Fritz Kennemann

Jean Giraudoux : Amphitryon 38

Le titre interroge : pourquoi « Amphytrion 38 » ? Parce que c’est effectivement la 38ème version qu’ait connue l’argument d’Amphitryon dans la littérature mondiale, pour ce qu’on en connaît. Une preuve, singulièrement parlante, que cet argument a attiré les écrivains de toutes les époques. Voici donc à présent l’utilisation la plus moderne de ce thème, une comédie qui a triomphé dans les théâtres du monde entier. Le charme particulier de cette comédie réside sans doute en ce qu’en elle, se reflète la nature joyeuse, insouciante, enjouée de l’époque hellénique et que soit captée une fois encore cette rayonnante heureuse nature qui ne connaissait pas l’idée douteuse « d’inconvenance », s’agissant de naturelles réalités de la vie entre personnes adultes.

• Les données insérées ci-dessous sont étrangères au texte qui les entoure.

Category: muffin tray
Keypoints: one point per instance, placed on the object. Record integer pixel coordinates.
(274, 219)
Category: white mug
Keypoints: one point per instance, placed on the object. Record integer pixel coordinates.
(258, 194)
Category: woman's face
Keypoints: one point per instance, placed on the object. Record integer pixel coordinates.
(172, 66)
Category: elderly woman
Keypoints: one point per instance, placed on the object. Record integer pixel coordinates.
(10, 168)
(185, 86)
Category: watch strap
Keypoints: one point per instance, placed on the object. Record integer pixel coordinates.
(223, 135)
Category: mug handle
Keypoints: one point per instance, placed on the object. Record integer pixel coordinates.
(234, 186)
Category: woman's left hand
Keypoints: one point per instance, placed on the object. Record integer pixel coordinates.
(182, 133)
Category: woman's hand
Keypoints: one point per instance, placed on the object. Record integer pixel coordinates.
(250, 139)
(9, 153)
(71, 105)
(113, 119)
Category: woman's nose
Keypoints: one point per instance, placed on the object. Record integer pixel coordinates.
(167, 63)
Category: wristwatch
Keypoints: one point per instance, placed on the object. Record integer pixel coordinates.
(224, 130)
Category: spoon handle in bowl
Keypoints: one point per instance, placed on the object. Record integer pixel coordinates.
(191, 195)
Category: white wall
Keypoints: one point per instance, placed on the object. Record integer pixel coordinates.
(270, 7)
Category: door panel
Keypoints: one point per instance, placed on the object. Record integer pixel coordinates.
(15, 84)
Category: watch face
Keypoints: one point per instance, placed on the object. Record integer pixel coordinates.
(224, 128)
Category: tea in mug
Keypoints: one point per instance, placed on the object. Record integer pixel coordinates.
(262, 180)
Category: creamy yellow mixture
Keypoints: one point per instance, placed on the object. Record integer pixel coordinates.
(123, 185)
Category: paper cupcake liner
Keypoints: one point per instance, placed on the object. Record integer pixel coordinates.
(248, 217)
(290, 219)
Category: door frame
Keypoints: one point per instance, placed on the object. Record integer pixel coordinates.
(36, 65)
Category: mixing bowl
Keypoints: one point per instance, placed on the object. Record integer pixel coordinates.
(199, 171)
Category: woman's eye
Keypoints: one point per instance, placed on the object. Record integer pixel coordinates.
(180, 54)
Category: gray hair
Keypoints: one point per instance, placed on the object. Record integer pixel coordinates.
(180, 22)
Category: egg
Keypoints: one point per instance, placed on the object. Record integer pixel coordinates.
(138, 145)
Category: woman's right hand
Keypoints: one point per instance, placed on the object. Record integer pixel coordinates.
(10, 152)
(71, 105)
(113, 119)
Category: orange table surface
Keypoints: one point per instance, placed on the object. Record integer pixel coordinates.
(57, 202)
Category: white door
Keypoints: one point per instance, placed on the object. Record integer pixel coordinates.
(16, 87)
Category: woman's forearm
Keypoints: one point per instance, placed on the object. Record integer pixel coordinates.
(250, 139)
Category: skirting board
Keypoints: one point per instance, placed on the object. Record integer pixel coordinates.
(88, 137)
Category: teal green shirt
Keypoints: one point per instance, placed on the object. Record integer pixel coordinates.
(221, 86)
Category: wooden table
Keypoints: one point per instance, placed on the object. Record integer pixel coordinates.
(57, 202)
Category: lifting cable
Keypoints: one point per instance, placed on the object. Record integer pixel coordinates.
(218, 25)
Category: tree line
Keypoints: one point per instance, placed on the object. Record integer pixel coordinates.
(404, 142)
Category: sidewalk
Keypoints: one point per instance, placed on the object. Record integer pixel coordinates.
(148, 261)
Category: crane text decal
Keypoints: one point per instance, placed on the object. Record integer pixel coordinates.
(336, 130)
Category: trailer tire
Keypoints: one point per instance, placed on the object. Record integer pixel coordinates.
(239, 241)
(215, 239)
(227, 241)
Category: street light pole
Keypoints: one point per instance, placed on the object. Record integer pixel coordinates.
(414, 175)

Le monde de la culture doit à cet hellénisme d’immortelles représentations plastiques de la beauté du corps humain et d’austères savants de toutes les époques se sont enthousiasmés pour elles.

C’est ici une pièce reflet de cet hellénisme ressuscité, et deux fois charmante du fait qu’elle ne revête pas la forme d’une tragédie antique mais d’une expression d’esprit moderne. Elle évoque une sorte d’Offenbachiade à la « Orphée » au théâtre. L’écrivain de l’ « Amphitrion 38 » est aussi un railleur, mais bien plus encore un fin et gracieux romantique, qui va bien plus profond. Il saisit en fait l’occasion d’entremêler les choses et les figures antiques et modernes, et de faire dire des phrases très drôles, satyriques et spirituels, mais il touche aussi des questions essentielles de la vie, avec finesse, gravité et un profond sens de la psychologie. Cependant, en fin de compte, cette pièce sensible et claire, dont la fin sonne poétiquement comme « le songe d’une nuit d’été » de Shakespeare, est une glorification de la fidélité des sentiments entre les amants d’ici-bas. Comme cette charmante petite femme résiste courageusement à tous les artifices divins et charmes humains de Jupiter, comme elle déjoue simplement tous les sortilèges de l’Olympe pour rester, malgré toutes les intrigues mythiques, fidèle au fond d’elle-même à son cher mari « Amphi », comme Jupiter lui-même, « le grand dieu Bonvivant », désarmé par la courageuse simple mortelle, lui fait grâce et tire, sur le tout, le voile divin de l’oubli – tout cela devient, dans la main habile de ce poète (qui s’est déjà attiré une forte considération par une oeuvre, « Siegfried« , tout à fait sérieuse), une comédie qui a l’attrait rare de l’originalité. Il ne faut pas aborder cette charmante comédie avec de la pruderie. Mais pour des hommes mures libérés des poncifs moraux, cette pièce sérieuso-légère olympo-terrestre de la vie des dieux et des hommes devrait laisser sa marque.